Repository files navigation

scClustMatch

Introduction

Read alignment to a reference genome assembly is an integral component of most single-cell RNA sequencing (scRNAseq) workflows. In an ideal experiment, reads are mapped and aligned to a single "gold standard" reference assembly. Indeed, for well-characterized species with uncontroversial "gold standard" assemblies, such as humans or mice, the use of a single reference remains common practice in single-cell genomics. When a "gold standard" reference for a species is unavailable, however, the researcher is forced to select from an ever-expanding collection of discordant reference assemblies, which vary widely in their completeness and in the quality of their gene annotations. In these cases, reference choice can strongly bias the interpretation of a single-cell dataset, as discordant annotations of cell-type marker genes between variant assemblies can lead to different interpretations of cell-type structure within the same dataset. The result is that clusterings of the same sample may differ sharply depending on which reference assembly is used for read alignment.

scClustMatch is a data visualization tool for interpreting the effects of reference choice on scRNAseq clustering results. It enables the user to align their reads from a given experiment to multiple candidate reference genomes, and to systematically compare the effects of a particular choice of reference genome on cluster number, size, composition, and coherence. Using a graph-based algorithm (see Appendix), scClustMatch directly compares clusters between variant clusterings, identifying both clusters which are highly conserved (i.e. "matched") regardless of reference choice, and those which can be inferred from one alignment but not the other.
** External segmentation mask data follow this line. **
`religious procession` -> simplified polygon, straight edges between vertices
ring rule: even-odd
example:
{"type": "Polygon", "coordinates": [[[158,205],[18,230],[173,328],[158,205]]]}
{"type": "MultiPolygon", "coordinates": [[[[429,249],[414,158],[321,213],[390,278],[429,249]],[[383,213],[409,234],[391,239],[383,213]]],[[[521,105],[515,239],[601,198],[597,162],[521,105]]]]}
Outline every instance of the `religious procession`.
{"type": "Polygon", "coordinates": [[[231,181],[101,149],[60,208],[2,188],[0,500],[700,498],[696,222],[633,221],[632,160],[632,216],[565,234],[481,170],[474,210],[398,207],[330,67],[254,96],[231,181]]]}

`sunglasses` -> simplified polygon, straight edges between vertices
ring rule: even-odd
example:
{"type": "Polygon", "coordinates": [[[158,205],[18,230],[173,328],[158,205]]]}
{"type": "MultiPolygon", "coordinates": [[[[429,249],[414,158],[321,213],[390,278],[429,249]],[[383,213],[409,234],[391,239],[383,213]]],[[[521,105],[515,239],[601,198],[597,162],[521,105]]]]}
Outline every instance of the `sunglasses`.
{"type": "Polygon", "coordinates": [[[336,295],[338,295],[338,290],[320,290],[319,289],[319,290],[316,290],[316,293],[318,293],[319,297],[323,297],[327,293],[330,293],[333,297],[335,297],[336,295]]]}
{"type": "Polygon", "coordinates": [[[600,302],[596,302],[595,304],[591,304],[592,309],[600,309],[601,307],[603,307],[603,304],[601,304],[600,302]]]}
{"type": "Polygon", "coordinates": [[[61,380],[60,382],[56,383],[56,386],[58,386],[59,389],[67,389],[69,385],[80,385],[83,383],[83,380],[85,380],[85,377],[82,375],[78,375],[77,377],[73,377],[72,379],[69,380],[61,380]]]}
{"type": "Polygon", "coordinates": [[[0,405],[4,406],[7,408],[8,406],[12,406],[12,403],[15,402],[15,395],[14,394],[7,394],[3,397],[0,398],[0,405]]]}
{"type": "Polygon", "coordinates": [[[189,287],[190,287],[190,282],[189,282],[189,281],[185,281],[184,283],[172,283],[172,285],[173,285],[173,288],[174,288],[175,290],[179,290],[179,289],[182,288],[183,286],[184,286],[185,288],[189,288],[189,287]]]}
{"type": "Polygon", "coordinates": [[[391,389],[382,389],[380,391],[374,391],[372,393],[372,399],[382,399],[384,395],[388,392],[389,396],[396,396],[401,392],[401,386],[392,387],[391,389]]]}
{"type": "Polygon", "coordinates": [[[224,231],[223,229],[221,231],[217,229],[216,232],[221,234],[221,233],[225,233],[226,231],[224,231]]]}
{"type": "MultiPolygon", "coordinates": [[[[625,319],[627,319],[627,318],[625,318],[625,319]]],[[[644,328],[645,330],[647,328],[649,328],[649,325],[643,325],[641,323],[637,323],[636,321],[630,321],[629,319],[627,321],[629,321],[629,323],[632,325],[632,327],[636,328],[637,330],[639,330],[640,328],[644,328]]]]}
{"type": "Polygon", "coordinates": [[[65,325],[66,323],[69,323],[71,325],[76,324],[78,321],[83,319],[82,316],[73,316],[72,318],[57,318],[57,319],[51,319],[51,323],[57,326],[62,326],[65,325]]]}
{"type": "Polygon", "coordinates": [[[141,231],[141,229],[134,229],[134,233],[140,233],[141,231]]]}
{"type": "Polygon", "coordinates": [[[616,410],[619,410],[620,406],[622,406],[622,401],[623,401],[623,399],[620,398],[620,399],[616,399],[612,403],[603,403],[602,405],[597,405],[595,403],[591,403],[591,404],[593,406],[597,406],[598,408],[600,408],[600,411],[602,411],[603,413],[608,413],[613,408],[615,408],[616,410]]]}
In some cases, it may aid the user in identifying distinct cell populations in their data which would not have been detectable using one reference alone. These populations can frequently be identified as cell types whose canonical marker genes are discordantly annotated between variant reference assemblies, or specific to one assembly alone. A typical preparation and workflow for the scClustMatch package is presented as follows:

Screenshot 2022-03-10 at 7 46 20 PM

Installation

scClustMatch can be downloaded from GitHub using the devtools R package:

devtools::install_github("eytan-weinstein/scClustMatch")

Example

In the present example, scClustMatch is used to interpret the effects of reference choice on the clustering of a peripheral blood mononuclear cell (PBMC) single-cell dataset from a healthy woodchuck (Marmota monax). We aligned our dataset to two discordant reference assemblies for the woodchuck: MONAX5 [1] and Woodchuck_1.0 [4], each using the Cell Ranger pipeline from 10x Genomics [6]. The resulting barcodes, features, and count matrix for each alignment were stored in respective directories on a local machine:

MONAX5_directory <- "/Users/eytan/Desktop/Personal/scRNAseq/counts/woodchuck_MONAX5"
list.files(MONAX5_directory)
[1] "barcodes.tsv.gz" "features.tsv.gz" "matrix.mtx.gz" 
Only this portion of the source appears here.